Le montant des remboursements a été fixé à la somme de 1 135,55 euros compte tenu d’une quotité saisissable moins favorable à M. [X] [D] (1 237,61 euros) si bien que le total des remboursements mensuels imposé par la commission de surendettement n’est pas de 2 737 euros comme il le soutient.

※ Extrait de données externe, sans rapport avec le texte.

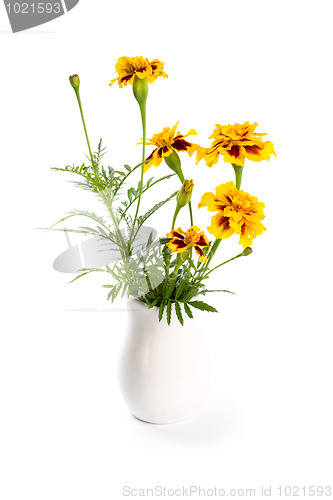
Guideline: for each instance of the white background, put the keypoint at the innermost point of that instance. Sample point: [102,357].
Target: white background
[64,429]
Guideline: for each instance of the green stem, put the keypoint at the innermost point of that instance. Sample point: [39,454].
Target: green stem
[238,172]
[106,202]
[122,244]
[77,92]
[180,174]
[175,217]
[173,279]
[191,214]
[142,106]
[212,251]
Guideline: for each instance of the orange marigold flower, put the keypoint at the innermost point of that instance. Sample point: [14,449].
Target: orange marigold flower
[235,143]
[238,213]
[130,67]
[167,142]
[192,238]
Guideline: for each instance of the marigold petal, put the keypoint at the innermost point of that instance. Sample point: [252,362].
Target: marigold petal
[201,253]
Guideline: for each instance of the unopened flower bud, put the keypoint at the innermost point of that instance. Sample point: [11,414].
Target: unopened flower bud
[185,193]
[75,81]
[140,89]
[247,251]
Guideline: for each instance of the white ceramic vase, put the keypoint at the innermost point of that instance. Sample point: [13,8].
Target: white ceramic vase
[164,370]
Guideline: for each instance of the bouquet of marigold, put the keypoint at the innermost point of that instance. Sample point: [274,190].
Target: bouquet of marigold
[169,271]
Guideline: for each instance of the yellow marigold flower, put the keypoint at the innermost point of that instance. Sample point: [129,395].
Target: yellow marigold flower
[235,143]
[238,213]
[184,241]
[130,67]
[167,142]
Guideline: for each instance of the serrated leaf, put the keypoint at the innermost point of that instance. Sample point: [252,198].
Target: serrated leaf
[188,310]
[198,304]
[169,312]
[179,313]
[160,312]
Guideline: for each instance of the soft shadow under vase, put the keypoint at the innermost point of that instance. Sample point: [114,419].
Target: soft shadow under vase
[164,370]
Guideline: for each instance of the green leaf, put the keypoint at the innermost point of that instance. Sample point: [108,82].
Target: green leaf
[202,306]
[181,287]
[179,313]
[160,312]
[188,310]
[150,212]
[169,312]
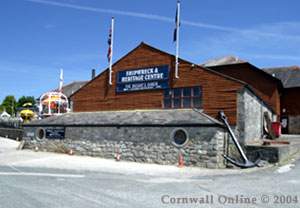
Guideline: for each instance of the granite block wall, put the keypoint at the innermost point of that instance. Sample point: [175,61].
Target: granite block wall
[250,117]
[205,146]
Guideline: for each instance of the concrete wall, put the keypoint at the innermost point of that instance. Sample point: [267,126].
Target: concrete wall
[251,117]
[294,124]
[140,144]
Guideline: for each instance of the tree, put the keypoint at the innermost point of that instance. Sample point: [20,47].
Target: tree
[9,104]
[25,99]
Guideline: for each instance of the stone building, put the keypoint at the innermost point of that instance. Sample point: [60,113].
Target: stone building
[290,105]
[148,115]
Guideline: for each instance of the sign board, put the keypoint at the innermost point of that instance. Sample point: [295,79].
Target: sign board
[55,133]
[150,78]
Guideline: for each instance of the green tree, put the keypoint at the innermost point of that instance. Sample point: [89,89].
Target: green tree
[25,99]
[9,104]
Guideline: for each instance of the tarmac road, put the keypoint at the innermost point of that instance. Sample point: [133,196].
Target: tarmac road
[26,185]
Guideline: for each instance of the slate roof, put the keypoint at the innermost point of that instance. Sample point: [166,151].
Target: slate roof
[223,61]
[133,117]
[289,76]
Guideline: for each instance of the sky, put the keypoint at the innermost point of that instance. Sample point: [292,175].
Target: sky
[39,37]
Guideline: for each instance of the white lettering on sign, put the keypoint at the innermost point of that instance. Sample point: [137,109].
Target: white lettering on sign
[141,75]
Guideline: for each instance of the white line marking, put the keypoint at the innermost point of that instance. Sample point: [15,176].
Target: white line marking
[14,168]
[41,174]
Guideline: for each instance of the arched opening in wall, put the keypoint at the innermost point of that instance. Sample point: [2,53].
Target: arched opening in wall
[40,133]
[179,137]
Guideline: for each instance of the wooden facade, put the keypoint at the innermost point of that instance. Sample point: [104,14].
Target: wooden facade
[265,85]
[219,92]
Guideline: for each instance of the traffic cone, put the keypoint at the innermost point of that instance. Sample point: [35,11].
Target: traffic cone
[180,160]
[117,155]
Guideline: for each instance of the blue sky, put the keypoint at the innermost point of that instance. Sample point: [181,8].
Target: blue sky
[39,37]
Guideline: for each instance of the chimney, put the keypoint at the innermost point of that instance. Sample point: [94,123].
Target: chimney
[93,73]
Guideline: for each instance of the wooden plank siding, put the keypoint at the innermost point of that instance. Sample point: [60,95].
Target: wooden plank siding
[264,85]
[219,91]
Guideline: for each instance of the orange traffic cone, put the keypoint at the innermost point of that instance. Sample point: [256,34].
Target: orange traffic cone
[117,155]
[180,160]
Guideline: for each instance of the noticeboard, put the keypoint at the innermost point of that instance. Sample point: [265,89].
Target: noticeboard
[149,78]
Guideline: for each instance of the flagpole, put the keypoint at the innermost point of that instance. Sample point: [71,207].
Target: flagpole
[111,50]
[177,39]
[61,83]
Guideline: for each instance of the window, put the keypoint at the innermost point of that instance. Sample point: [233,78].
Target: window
[179,137]
[40,133]
[185,97]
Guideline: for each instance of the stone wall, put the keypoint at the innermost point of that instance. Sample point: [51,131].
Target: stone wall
[251,117]
[294,124]
[205,147]
[12,133]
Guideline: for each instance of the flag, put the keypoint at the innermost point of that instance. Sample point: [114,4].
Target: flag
[109,45]
[176,24]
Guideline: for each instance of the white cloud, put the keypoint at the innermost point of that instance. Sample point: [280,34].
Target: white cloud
[161,18]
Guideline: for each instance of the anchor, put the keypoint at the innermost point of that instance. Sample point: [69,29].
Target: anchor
[246,163]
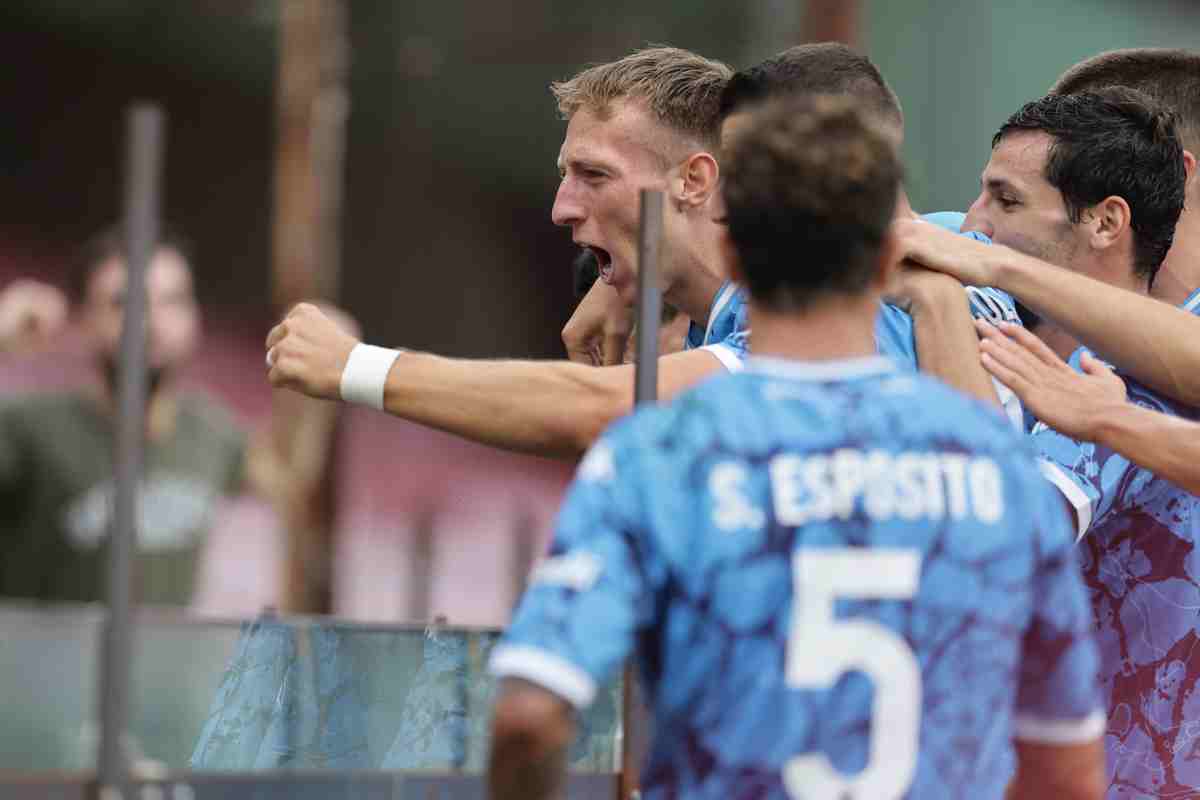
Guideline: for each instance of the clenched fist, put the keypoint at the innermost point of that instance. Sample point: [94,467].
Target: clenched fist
[309,349]
[31,313]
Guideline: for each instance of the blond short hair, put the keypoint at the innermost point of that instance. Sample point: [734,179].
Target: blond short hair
[681,89]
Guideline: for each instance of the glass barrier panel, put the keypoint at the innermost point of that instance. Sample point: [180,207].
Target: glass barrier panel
[276,693]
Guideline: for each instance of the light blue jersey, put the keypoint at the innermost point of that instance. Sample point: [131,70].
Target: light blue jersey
[839,579]
[726,334]
[1143,572]
[893,328]
[1193,302]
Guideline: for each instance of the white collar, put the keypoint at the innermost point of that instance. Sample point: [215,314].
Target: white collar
[835,370]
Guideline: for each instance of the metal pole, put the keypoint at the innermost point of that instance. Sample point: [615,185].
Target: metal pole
[646,390]
[649,298]
[143,162]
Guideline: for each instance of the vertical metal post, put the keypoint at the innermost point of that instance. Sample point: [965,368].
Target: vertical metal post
[649,296]
[144,160]
[646,390]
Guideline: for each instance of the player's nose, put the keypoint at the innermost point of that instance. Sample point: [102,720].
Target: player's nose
[568,209]
[978,220]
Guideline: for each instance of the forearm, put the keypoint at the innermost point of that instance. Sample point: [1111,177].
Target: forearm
[1059,771]
[286,461]
[1152,341]
[521,769]
[1165,445]
[549,408]
[947,343]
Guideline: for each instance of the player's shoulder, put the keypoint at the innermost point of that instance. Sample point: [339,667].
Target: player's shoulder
[949,220]
[936,407]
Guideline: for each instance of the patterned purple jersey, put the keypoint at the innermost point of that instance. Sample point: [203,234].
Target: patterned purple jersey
[1143,571]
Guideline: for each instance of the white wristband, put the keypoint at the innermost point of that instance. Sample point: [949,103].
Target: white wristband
[366,374]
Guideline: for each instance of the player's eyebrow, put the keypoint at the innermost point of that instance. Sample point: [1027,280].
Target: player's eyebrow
[999,185]
[577,163]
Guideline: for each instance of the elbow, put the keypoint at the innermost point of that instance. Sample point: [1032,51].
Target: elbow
[606,408]
[531,725]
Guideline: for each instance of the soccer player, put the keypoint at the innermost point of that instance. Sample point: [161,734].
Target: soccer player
[839,578]
[1150,341]
[1095,182]
[1092,404]
[646,121]
[924,308]
[57,447]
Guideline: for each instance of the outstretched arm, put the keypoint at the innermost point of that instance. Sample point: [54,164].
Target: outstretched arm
[532,729]
[947,343]
[550,408]
[598,331]
[1092,407]
[1152,341]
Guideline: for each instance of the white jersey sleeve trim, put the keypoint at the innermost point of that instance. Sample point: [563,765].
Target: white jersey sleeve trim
[1060,732]
[546,669]
[723,300]
[726,355]
[1071,491]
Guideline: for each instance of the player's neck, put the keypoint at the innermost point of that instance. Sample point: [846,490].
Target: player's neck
[1180,274]
[834,329]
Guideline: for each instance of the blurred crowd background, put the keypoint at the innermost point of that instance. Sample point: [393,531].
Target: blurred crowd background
[444,238]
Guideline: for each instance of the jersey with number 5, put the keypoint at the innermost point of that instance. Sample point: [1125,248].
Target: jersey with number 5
[839,581]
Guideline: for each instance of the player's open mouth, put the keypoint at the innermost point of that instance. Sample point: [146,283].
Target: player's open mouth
[604,260]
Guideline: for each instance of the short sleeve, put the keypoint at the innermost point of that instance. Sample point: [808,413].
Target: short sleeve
[593,594]
[1095,480]
[1059,696]
[732,352]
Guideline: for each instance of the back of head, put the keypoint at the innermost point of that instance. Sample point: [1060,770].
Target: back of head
[1171,77]
[1114,142]
[810,188]
[681,89]
[823,68]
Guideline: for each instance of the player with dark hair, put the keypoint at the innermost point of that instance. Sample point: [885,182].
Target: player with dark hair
[924,308]
[1095,184]
[839,578]
[648,120]
[1150,341]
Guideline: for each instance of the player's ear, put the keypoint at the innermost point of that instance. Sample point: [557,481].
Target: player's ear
[1109,221]
[699,181]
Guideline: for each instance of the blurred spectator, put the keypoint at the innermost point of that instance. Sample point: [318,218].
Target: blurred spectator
[57,449]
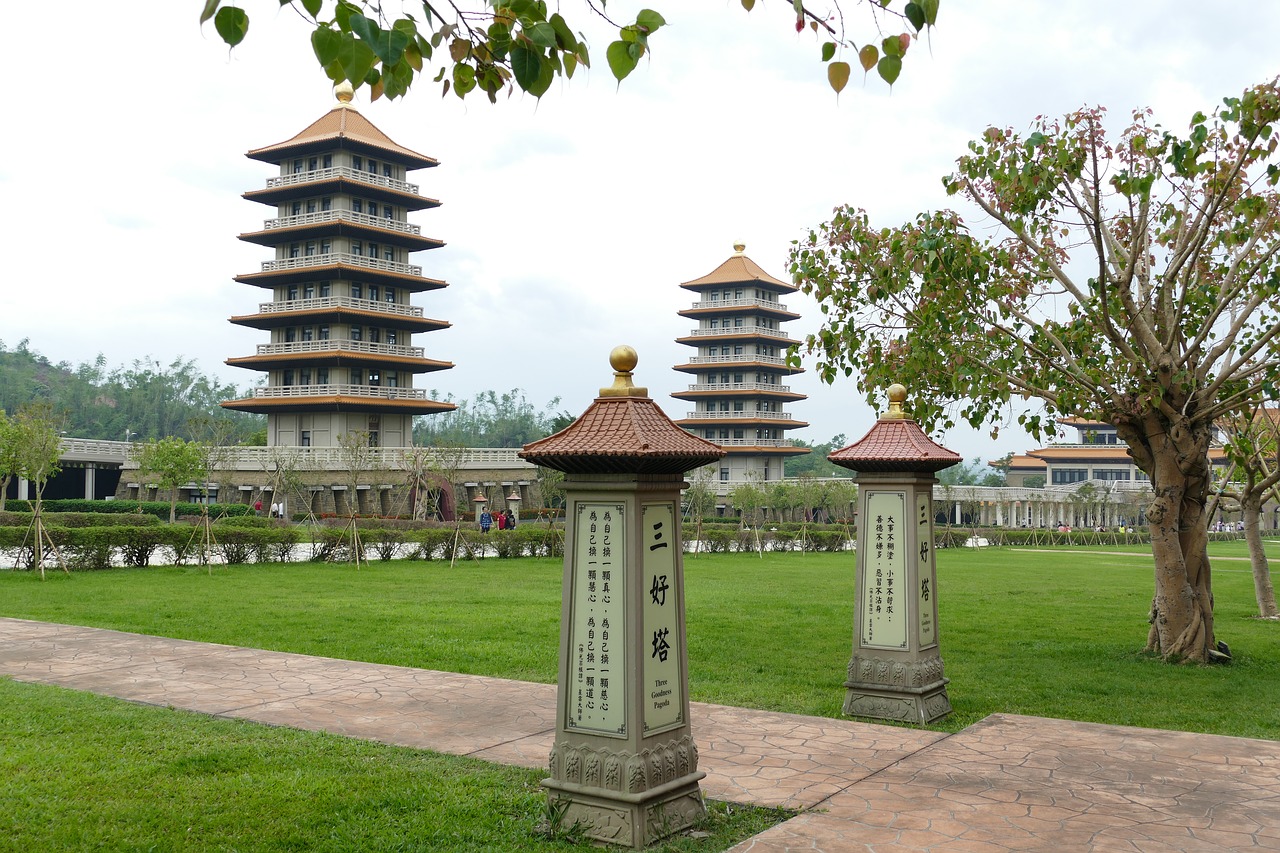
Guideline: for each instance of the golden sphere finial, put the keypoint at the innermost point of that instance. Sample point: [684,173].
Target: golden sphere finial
[896,397]
[624,360]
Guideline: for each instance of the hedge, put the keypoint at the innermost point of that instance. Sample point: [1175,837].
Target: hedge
[159,509]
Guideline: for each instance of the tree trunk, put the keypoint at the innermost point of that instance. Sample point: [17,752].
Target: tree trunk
[1251,506]
[1175,455]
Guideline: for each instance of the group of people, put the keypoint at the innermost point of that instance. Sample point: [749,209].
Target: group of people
[503,520]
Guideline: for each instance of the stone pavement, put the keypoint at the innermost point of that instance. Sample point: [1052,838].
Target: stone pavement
[1008,783]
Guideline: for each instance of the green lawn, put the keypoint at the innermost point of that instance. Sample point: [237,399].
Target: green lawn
[1054,634]
[1029,632]
[85,772]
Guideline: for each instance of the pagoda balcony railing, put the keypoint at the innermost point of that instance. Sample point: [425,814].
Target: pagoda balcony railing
[740,386]
[380,459]
[743,302]
[740,415]
[341,172]
[341,258]
[385,392]
[347,345]
[739,359]
[762,331]
[321,217]
[754,442]
[339,301]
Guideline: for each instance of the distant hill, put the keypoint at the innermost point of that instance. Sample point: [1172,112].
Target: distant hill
[145,400]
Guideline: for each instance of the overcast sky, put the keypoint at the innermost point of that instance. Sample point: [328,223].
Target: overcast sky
[568,223]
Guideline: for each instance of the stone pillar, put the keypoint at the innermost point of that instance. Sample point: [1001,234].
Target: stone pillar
[624,763]
[896,667]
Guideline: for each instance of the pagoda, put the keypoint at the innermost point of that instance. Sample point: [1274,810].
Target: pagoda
[737,388]
[341,357]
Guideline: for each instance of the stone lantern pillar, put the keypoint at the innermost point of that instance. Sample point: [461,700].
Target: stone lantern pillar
[896,667]
[624,765]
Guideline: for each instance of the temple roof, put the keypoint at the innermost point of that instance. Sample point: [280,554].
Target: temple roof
[895,443]
[622,432]
[341,124]
[895,446]
[739,269]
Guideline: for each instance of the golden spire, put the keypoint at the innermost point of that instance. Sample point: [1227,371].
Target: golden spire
[896,397]
[624,360]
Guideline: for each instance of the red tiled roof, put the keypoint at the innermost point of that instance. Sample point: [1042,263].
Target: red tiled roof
[1101,452]
[896,445]
[622,436]
[1020,464]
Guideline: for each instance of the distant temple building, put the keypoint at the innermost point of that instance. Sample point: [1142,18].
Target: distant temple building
[1097,455]
[737,391]
[341,356]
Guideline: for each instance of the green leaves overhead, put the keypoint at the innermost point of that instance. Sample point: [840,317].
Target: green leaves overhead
[837,74]
[232,24]
[522,44]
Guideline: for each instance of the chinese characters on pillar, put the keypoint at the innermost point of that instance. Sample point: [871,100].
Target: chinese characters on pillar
[595,699]
[924,568]
[883,571]
[664,705]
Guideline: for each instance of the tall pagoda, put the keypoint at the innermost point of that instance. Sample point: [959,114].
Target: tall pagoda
[341,357]
[737,388]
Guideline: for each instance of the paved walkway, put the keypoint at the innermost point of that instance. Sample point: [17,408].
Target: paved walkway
[1008,783]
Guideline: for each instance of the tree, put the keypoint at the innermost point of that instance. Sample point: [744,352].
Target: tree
[1253,441]
[9,465]
[1133,281]
[172,461]
[498,45]
[37,448]
[490,419]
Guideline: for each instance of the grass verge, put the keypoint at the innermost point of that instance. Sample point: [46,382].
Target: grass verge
[83,772]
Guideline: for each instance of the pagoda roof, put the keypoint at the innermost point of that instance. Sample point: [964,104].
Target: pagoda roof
[895,445]
[739,269]
[339,126]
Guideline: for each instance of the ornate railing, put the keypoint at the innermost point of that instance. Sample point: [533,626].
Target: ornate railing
[339,301]
[736,415]
[754,331]
[750,301]
[341,258]
[346,345]
[754,442]
[342,391]
[323,217]
[342,172]
[739,359]
[739,386]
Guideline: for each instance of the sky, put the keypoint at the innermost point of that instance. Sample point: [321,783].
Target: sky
[568,222]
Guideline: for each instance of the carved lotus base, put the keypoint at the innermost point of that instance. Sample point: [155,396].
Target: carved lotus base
[903,705]
[629,820]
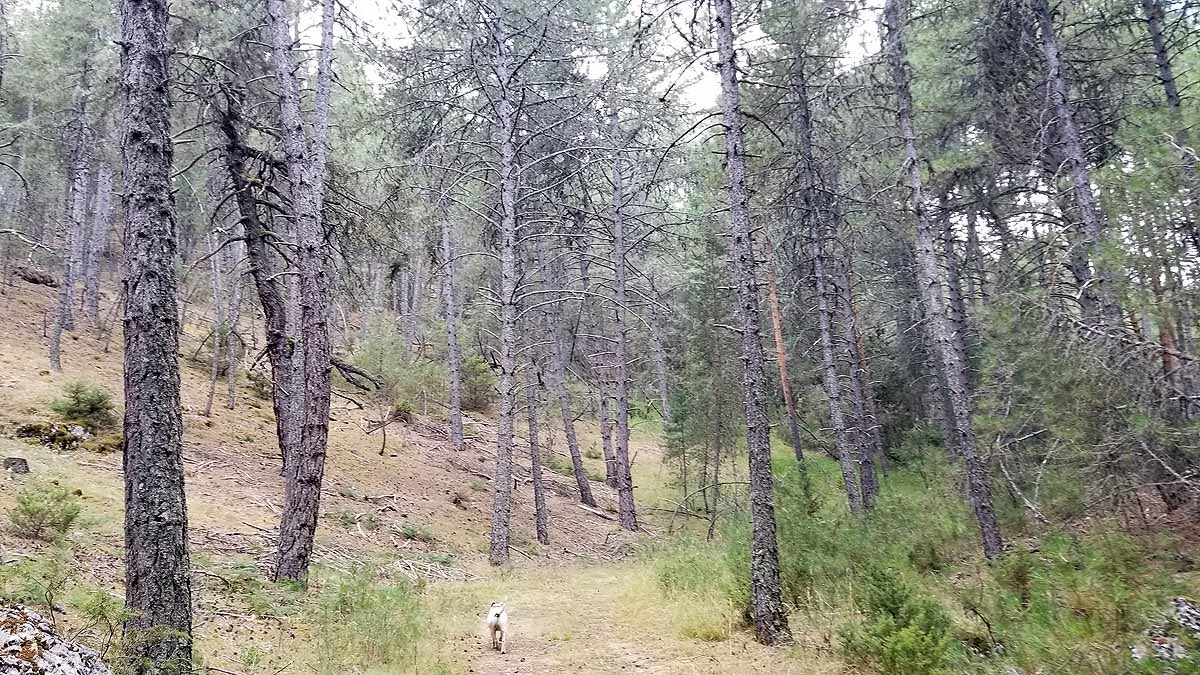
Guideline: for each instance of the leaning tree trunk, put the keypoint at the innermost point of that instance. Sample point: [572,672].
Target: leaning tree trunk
[610,459]
[306,174]
[627,511]
[157,573]
[1091,275]
[454,353]
[541,513]
[766,591]
[558,335]
[931,281]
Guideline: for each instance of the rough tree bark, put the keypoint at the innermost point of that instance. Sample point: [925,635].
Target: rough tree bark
[1181,137]
[267,276]
[1099,304]
[785,381]
[931,282]
[541,513]
[97,240]
[454,353]
[766,591]
[509,183]
[157,573]
[831,380]
[78,139]
[558,335]
[306,174]
[627,511]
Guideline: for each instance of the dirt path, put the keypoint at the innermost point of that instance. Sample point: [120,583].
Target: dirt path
[610,619]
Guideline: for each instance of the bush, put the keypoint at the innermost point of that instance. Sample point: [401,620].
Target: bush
[45,511]
[87,405]
[364,623]
[903,633]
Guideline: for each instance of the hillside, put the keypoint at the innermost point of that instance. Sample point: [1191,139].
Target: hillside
[417,512]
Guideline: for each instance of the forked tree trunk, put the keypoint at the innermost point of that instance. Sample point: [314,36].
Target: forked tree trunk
[157,573]
[306,174]
[766,591]
[931,281]
[541,514]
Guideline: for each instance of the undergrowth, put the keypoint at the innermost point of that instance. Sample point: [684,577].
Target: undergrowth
[910,593]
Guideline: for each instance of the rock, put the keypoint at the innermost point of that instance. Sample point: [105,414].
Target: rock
[16,465]
[29,646]
[36,276]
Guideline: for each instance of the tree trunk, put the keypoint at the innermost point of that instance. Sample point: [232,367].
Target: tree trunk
[454,354]
[1155,18]
[931,282]
[1093,278]
[157,572]
[610,459]
[306,174]
[268,285]
[509,180]
[766,591]
[831,378]
[785,381]
[97,242]
[627,511]
[541,514]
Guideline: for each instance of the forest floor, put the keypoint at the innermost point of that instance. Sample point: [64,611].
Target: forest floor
[411,508]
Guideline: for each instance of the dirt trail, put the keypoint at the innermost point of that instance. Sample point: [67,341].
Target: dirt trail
[607,619]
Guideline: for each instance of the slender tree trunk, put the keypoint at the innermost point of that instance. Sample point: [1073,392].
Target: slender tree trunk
[558,335]
[785,381]
[610,458]
[509,178]
[627,511]
[766,591]
[97,242]
[541,513]
[268,285]
[1181,137]
[1092,276]
[454,356]
[306,174]
[831,378]
[930,278]
[157,573]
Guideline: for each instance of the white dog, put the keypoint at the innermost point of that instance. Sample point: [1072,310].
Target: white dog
[498,626]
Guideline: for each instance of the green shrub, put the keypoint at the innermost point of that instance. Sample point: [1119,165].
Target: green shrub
[87,405]
[45,511]
[363,623]
[903,632]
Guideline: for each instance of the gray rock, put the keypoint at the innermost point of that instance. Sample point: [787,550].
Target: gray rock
[29,646]
[16,465]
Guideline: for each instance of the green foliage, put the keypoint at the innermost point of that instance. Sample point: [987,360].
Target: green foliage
[361,623]
[903,632]
[87,405]
[45,511]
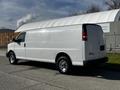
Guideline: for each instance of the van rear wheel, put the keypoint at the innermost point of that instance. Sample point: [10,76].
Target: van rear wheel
[64,65]
[12,58]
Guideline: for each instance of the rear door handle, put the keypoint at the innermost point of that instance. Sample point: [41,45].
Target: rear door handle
[24,44]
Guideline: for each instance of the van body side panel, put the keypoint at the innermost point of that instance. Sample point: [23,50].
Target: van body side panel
[45,44]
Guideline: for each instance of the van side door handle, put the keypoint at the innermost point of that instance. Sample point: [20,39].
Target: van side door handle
[24,44]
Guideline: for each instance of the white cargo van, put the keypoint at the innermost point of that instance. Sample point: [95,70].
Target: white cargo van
[63,45]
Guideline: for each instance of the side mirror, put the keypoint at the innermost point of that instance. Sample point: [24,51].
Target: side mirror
[18,40]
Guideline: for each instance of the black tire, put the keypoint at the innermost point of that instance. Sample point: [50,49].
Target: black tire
[64,65]
[12,58]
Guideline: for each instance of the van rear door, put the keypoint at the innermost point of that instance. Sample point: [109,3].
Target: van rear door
[94,43]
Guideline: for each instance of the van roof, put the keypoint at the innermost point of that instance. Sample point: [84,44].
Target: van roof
[100,17]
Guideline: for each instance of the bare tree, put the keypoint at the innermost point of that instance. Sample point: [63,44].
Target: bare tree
[93,9]
[113,4]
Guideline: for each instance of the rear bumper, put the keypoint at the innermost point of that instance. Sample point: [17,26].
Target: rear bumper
[96,61]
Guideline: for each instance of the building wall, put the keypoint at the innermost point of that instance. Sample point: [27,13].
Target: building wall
[112,38]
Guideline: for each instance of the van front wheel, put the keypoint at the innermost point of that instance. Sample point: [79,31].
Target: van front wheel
[12,58]
[63,65]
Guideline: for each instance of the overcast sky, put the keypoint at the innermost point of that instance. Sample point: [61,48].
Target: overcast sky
[13,10]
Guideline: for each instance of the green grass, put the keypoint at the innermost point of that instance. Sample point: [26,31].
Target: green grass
[114,58]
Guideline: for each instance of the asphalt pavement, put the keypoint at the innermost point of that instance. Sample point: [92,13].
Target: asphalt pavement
[29,75]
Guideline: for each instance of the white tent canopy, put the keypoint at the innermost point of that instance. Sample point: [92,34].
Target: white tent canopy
[100,17]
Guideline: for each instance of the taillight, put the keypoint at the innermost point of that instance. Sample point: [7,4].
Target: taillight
[84,35]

S’agissant de la vente de la maison principale de M. [X] [D], aucun avis de valeur actualisé de cet immeuble situé à [Localité 25] n’est produit, pas plus qu’une évaluation des frais de relogement en cas de vente de ce bien. Or, le premier juge a relevé que, compte tenu de sa situation de famille lui imposant de pouvoir accueillir ses enfants en résidence alternée, les frais de relogement de M. [X] [D] seront nécessairement importants.
En l’absence de tout élément permettant de remettre en cause l’appréciation du premier juge sur le caractère inopportun de la vente du logement, cette demande sera rejetée.
En conséquence la cour confirme le jugement déféré en toutes ses dispositions.
Les dépens de la présente procédure seront laissés à la charge du Trésor public.
PAR CES MOTIFS :
La cour, après en avoir délibéré, statuant en chambre du conseil, par arrêt réputé contradictoire et en dernier ressort, mis à la disposition des parties au greffe de la juridiction ;
Confirme le jugement déféré en toutes ses dispositions ;
Laisse les dépens d’appel à la charge du Trésor Public.